In [101]:
from bs4 import BeautifulSoup
import requests

url1 = 'https://www.reuters.com/news/archive/technologynews?view=page&page=1&pageSize=10'
url2 = 'https://www.reuters.com/news/archive/technologynews?view=page&page=2&pageSize=10'
url3 = 'https://www.reuters.com/news/archive/technologynews?view=page&page=3&pageSize=10'
url4 = 'https://www.reuters.com/news/archive/technologynews?view=page&page=4&pageSize=10'
url5 = 'https://www.reuters.com/news/archive/technologynews?view=page&page=5&pageSize=10'

def web_scraping_news(url):
    r = requests.get(url)
    html = r.text
    soup = BeautifulSoup(html,'lxml')
    div_tag = soup.find_all('h3',attrs={'class':"story-title"})
    news = [i for i in div_tag]

    return news

In [102]:
news1 = web_scraping_news(url1)
news2 = web_scraping_news(url2)
news3 = web_scraping_news(url3)
news4 = web_scraping_news(url4)
news5 = web_scraping_news(url5)
news = news1 + news2 + news3 + news4 + news5
titles = [str(i) for i in news]

#Extract News Headline
headlines = [a.strip(''''<h3 class="story-title">
								''').rstrip('</') for a in titles]

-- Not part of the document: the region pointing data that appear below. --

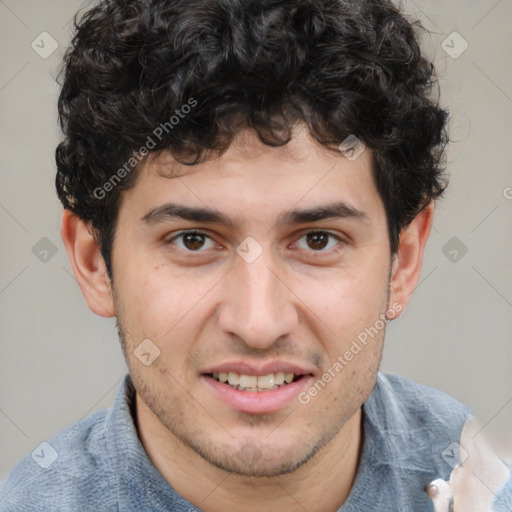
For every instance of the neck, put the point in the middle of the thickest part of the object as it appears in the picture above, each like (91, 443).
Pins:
(321, 485)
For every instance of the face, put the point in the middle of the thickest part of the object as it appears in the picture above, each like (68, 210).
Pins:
(261, 287)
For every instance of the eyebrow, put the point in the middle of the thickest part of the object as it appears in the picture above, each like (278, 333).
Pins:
(170, 211)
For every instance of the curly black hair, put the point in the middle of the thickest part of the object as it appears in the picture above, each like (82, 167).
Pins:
(186, 76)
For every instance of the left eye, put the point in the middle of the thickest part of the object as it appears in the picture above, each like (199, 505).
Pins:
(193, 241)
(318, 240)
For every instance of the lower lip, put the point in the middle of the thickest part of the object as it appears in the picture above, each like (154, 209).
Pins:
(257, 402)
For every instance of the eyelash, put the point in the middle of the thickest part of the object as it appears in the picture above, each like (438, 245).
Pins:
(201, 233)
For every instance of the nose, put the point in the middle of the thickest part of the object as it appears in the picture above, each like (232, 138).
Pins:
(258, 304)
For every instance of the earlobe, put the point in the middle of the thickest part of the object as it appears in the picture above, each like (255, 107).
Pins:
(88, 264)
(407, 262)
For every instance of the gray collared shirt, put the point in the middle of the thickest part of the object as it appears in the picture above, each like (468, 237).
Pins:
(410, 435)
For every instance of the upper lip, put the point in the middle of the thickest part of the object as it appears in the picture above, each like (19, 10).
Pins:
(257, 369)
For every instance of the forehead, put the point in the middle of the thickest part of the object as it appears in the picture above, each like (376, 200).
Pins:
(256, 179)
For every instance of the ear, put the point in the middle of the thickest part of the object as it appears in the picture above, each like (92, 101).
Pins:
(88, 264)
(407, 262)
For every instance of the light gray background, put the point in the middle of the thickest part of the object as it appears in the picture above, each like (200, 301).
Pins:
(59, 362)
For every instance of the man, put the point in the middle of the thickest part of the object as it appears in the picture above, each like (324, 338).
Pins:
(248, 187)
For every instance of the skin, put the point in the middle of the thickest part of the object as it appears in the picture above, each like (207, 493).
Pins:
(297, 302)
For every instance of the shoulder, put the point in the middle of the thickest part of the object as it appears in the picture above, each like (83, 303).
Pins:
(59, 473)
(417, 405)
(413, 426)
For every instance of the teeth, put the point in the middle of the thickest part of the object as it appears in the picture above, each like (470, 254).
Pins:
(266, 381)
(248, 381)
(279, 378)
(233, 379)
(254, 383)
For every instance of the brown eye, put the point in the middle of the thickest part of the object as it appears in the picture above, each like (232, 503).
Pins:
(192, 241)
(317, 241)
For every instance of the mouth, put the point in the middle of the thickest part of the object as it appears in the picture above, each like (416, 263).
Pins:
(264, 393)
(254, 383)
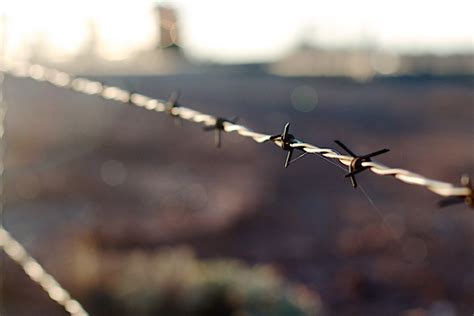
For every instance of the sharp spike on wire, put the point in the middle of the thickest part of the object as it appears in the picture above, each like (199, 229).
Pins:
(64, 80)
(286, 139)
(356, 163)
(172, 104)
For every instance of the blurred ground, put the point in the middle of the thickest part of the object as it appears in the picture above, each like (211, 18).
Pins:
(87, 178)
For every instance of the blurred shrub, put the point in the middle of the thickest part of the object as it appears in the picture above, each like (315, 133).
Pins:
(174, 282)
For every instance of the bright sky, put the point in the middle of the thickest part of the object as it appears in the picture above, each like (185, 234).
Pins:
(243, 30)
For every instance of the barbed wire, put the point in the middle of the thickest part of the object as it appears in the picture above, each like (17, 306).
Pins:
(11, 246)
(286, 141)
(39, 275)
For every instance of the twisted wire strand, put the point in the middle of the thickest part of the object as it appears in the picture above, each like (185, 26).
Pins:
(38, 274)
(14, 249)
(91, 87)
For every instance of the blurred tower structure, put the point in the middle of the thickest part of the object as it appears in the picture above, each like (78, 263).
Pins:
(167, 23)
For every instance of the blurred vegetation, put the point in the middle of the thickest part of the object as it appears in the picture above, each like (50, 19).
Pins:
(175, 282)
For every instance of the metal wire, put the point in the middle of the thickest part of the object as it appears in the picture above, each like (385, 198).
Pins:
(12, 247)
(90, 87)
(39, 275)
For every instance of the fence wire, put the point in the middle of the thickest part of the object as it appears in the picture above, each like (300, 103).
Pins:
(39, 275)
(12, 247)
(90, 87)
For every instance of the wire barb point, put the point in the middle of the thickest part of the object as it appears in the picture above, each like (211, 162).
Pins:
(468, 199)
(286, 139)
(172, 104)
(356, 163)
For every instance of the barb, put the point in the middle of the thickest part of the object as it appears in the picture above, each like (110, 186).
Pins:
(90, 87)
(36, 273)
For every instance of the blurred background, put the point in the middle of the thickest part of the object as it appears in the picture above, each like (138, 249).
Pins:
(136, 216)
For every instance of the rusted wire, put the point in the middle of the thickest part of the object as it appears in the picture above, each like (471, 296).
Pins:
(91, 87)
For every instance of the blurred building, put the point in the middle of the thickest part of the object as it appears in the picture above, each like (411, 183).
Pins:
(167, 24)
(365, 63)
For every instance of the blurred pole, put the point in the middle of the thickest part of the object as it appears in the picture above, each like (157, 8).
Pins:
(3, 110)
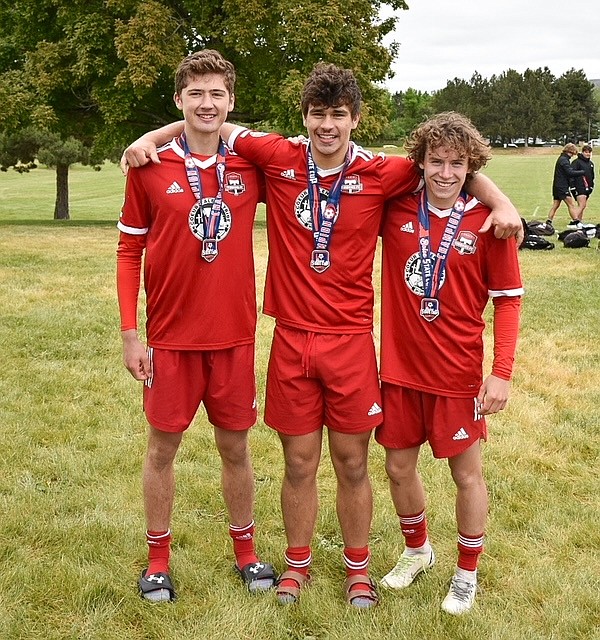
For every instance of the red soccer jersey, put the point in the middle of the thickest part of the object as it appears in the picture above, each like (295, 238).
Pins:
(444, 356)
(340, 299)
(192, 304)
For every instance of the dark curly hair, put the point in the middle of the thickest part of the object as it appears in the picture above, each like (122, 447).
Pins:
(330, 86)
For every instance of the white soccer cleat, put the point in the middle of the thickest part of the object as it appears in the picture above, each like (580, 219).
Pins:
(407, 569)
(460, 598)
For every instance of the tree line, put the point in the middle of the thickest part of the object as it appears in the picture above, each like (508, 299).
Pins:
(80, 79)
(532, 106)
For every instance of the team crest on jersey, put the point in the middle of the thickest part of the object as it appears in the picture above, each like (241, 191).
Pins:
(352, 184)
(303, 212)
(465, 242)
(201, 210)
(234, 184)
(413, 275)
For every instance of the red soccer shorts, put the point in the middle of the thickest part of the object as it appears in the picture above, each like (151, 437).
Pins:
(411, 418)
(223, 380)
(317, 379)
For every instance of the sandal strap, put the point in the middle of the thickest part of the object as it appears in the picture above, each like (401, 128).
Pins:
(360, 579)
(299, 578)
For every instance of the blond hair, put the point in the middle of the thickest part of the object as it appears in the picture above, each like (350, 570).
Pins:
(200, 63)
(453, 130)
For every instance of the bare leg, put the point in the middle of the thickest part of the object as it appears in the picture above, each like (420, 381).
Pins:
(471, 495)
(349, 454)
(159, 478)
(299, 500)
(237, 479)
(406, 487)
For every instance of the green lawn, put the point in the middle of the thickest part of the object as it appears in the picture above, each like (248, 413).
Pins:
(71, 537)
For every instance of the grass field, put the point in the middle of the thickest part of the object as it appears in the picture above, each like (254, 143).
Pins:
(73, 435)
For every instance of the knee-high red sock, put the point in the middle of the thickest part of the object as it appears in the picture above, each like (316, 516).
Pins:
(469, 550)
(159, 551)
(243, 544)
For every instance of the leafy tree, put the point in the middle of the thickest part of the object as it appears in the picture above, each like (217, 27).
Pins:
(410, 108)
(100, 71)
(575, 107)
(457, 95)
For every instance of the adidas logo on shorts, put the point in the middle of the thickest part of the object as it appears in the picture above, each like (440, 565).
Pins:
(374, 410)
(461, 434)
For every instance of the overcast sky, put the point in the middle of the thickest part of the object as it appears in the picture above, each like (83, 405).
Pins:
(445, 39)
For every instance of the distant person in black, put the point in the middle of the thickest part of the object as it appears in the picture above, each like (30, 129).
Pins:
(563, 174)
(583, 186)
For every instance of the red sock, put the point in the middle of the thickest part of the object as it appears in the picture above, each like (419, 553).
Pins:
(469, 550)
(159, 551)
(243, 544)
(414, 529)
(297, 559)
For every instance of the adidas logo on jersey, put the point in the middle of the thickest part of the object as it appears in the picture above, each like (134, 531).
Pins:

for headline in headlines:
    print(headline)


Elon Musk's banter with Robinhood CEO triggers stampede for Clubhouse app
Sony raises outlook amid home entertainment boom, but struggles to build more PS5s
Ant Group reaches deal with China regulators on restructuring, Bloomberg News reports
Regulators to meet as brokers call time on Reddit-trader rollercoaster
GameStop, AMC tumble as retail trading mania cools
SpaceX Starship prototype rocket explodes on landing after test launch
Sweden's Embracer expands reach with $2.5 billion game buying spree
Exclusive: Suspected Chinese hackers used SolarWinds bug to spy on U.S. payroll agency – sources
Indian trade secretary stands by digital tax opposed by U.S.
Bezos to give Amazon reins to cloud boss Jassy as sales rocket past $100 billion
Biden moves to reverse Trump immigration policies, too slowly for some
House Republican lawmakers seek to remove Omar from committee assignments - Fox News
Trump lawyers challenge legitimacy of post-presidency impeachment trial
China's Lenovo posts record p

In [103]:
import numpy as np
import pandas as pd
import re
import time
from datasketch import MinHash, MinHashLSHForest

In [113]:
def preprocess(text):
    text = re.sub(r'[^\w\s]','',text)
    tokens = text.lower()
    tokens = tokens.split()
    return tokens

def get_forest(data, perms):
    start_time = time.time()
    
    minhash = []
    
    for text in data['title']:
        tokens = preprocess(text)
        m = MinHash(num_perm=perms)
        for s in tokens:
            m.update(s.encode('utf8'))
        minhash.append(m)
        
    forest = MinHashLSHForest(num_perm=perms)
    
    for i,m in enumerate(minhash):
        forest.add(i,m)
        
    forest.index()
    
    print('It took %s seconds to build forest.' %(time.time()-start_time))
    
    return forest

def predict(text, data, perms, num_results, forest):
    start_time = time.time()
    
    tokens = preprocess(text)
    m = MinHash(num_perm=perms)
    for s in tokens:
        m.update(s.encode('utf8'))
        
    idx_array = np.array(forest.query(m, num_results))
    if len(idx_array) == 0:
        return None # if your query is empty, return none
    
    result = data.iloc[idx_array]['title']
    
    print('It took %s seconds to query forest.' %(time.time()-start_time))
    
    return result

In [114]:
data = pd.DataFrame(headlines,columns= ['title'])
data.head()

Unnamed: 0,title
0,Elon Musk's banter with Robinhood CEO triggers...
1,Sony raises outlook amid home entertainment bo...
2,Ant Group reaches deal with China regulators o...
3,Regulators to meet as brokers call time on Red...
4,"GameStop, AMC tumble as retail trading mania c..."


In [115]:
forest = get_forest(data, 100)

It took 0.06586408615112305 seconds to build forest.


In [117]:
title = 'Using a neural net to instantiate a deformable model'
result = predict(title, data, 100, 10, forest)
print('\n Top Recommendation(s) is(are) \n', result)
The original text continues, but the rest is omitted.